I've been diligent about keeping a spreadsheet with uber fees, SRFs, actual pay, etc. Now I'm trying to tie-out my records to what's reported on the 1099. I'm going to pull out my hair!!! I'm going month by month starting in May (when I started) and can't tie May together. As an accountant, this is up my alley and I love it. But WTF?!! It's like they pulled numbers out of there arses. I'm off $17.88 for May.


----------



## LAuberX (Jun 3, 2014)

My dad always kept tons of spreadsheets, I don't.

The mileage deduction covers most of it... There is a need to keep a daily mileage log.

Uber gives you a 1099K for the entire amount the pax paid +?. You then "write off" tolls, phone rental, Mileage, SRF and Commission as business expenses.

UberMath, I think if you got within $20 you are good!


----------



## Fuzzyelvis (Dec 7, 2014)

Jam Val said:


> I've been diligent about keeping a spreadsheet with uber fees, SRFs, actual pay, etc. Now I'm trying to tie-out my records to what's reported on the 1099. I'm going to pull out my hair!!! I'm going month by month starting in May (when I started) and can't tie May together. As an accountant, this is up my alley and I love it. But WTF?!! It's like they pulled numbers out of there arses. I'm off $17.88 for May.


Well its probably one trip or two or an adjustment. Try doing it by week, since that's how it's set up. That should narrow it down. By month is a lot more difficult since the cutoff will be mid week most times.


----------



## Jam Val (May 14, 2015)

LAuberX said:


> My dad always kept tons of spreadsheets, I don't.
> 
> The mileage deduction covers most of it... There is a need to keep a daily mileage log.
> 
> ...


I'll let the $20 go but in reality, it should tie to the penny by month as reported. Again, I'm a numbers girl and so yes, the $20 will drive me crazy. AND I'll date the IRS to audit me cause my spreadsheet game, logs, etc are badass!


----------



## Jam Val (May 14, 2015)

Fuzzyelvis said:


> Well its probably one trip or two or an adjustment. Try doing it by week, since that's how it's set up. That should narrow it down. By month is a lot more difficult since the cutoff will be mid week most times.
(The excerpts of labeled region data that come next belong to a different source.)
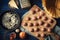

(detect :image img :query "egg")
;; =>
[19,32,26,39]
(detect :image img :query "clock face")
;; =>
[2,12,20,29]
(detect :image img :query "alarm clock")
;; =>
[2,10,20,30]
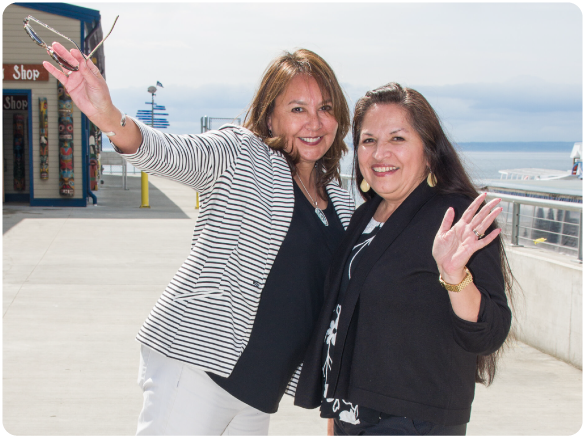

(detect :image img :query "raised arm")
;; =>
[43,43,142,154]
[433,194,512,355]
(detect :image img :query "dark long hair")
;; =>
[244,49,351,196]
[352,82,514,386]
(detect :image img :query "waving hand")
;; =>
[433,193,503,284]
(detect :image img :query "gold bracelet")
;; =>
[439,267,473,292]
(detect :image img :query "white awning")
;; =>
[571,141,583,161]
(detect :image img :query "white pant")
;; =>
[136,345,270,436]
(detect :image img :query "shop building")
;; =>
[2,2,105,207]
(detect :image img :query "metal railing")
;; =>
[488,192,583,262]
[341,175,583,262]
[100,151,136,190]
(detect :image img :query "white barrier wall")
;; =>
[507,247,583,370]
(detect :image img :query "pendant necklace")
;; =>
[297,173,329,227]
Let's change your name from FuzzyElvis to FuzzyMath. Lol yea, I'm peeking at the weeks so at least my uber fees, SRFs and splits match. I'm seriously in heaven with my spreadsheets.


----------



## Skinny1 (Sep 24, 2015)

Zzzzzzzz..$20 your car is taking a beating other things to worry about. 

Oh

Uber on...


----------



## Older Chauffeur (Oct 16, 2014)

I get your frustration. One of my clients uses a financial management company, and they issue my 1099. I have always sent the client an end of year simple statement giving him the total I have received, breaking out any reimbursed expenses. I'm then given the 1099 for the net earnings. This year somebody goofed, and it is $11.76 off. I'm not going to bother explaining/deducting on my return how that money was out of my pocket for tips or whatever, and then reimbursed by the client. I doubt it will affect my tax liability. Fortunately the client usually gives me cash at the start of the trip to cover parking, tips, (and my meals), so it isn't much of an issue.


----------



## Jam Val (May 14, 2015)

Update: Done with balancing the 1099 to my records for the year. I'm off $133.57. Not bad! *self pat on the back*


----------